After watching “The Last Jedi” one thing has become clear.  Disney is intimidated by the Star Wars property they own.  Its massive value, rabid fan base, and cultural significance has frightened the house of mouse from doing anything unique. Instead, they keep falling back on saga-old cliches, dramatic head-fakes, and critical injections of nostalgia.  

It’s not that they aren’t trying to do something new, it’s that they don’t go far enough.  Many of the best parts of “The Last Jedi” occur when the story seems to be heading towards the familiar but takes an unexpected turn.  Since “The Force Awakens” was a blatant remake of “A New Hope”,  many have feared this would be little more than a re-skinned “Empire Strikes Back.”    The opening crawl seems to tease this very same thing before suddenly taking a different turn.  At first, this misdirection is exciting!  Like a sidewalk magician’s game of “which cup is the ball under” it works well until it becomes obvious were are being manipulated.

Here’s the formula:

Tease the expected.  (Audience thinks they know what will happen)

Flip the script and do something unexpected instead. (Audience is thrilled! Anything is possible!)
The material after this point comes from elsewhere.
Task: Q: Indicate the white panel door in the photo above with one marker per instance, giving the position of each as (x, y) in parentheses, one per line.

Inject the familiar/nostalgic.  (Reassure the audience this is still the Saga they love)

Ensure major plot points have no lasting impact.

Rinse and Repeat.

The movie is a mess, but it’s not a total waste.  Seeing Mark Hamill as Luke back on screen for more than 20 seconds is almost worth the price of admission alone.  The space battles are impressive and do their best to show us something new.  There are some great moments in the script where characters have logical discussions on the shades of grey between good and evil, and the dangers of an arrogant religion, such as the Jedi. It’s a bit thrilling to hear Old Master Luke sharing the same Anti-Jedi sentiments that fanboys have argued about online for decades.  Adam Driver and Daisy Ridley both shine in their performances, especially in the scenes they share together.  These moments are the ones that actually feel like a fresh new Star Wars.

Walking out of the press screening, I understood the conflict that Darth and Kylo have in their hearts.  I felt like I had a good time and was entertained, but why was I trying to reassure myself that this was the case? What was this nagging feeling, this disturbance in the force that I felt?  The problem is, the film carries absolutely not narrative weight, and each and every mystery that is revealed ends up being completely unsatisfying.  It’s impossible to go into more detail without significant spoilers but try this exercise.  Consider what are the most interesting and compelling elements that were introduced in “The Force Awakens”  Then after seeing “The Last Jedi”, consider how each of these was resolved.  

In full disclosure, my score dropped a full point between the time I walked out of the theater until writing this review.  For a franchise whose last two entries incessantly preach “hope”, The Disney version of Star Wars has done nothing but drain all hope from me.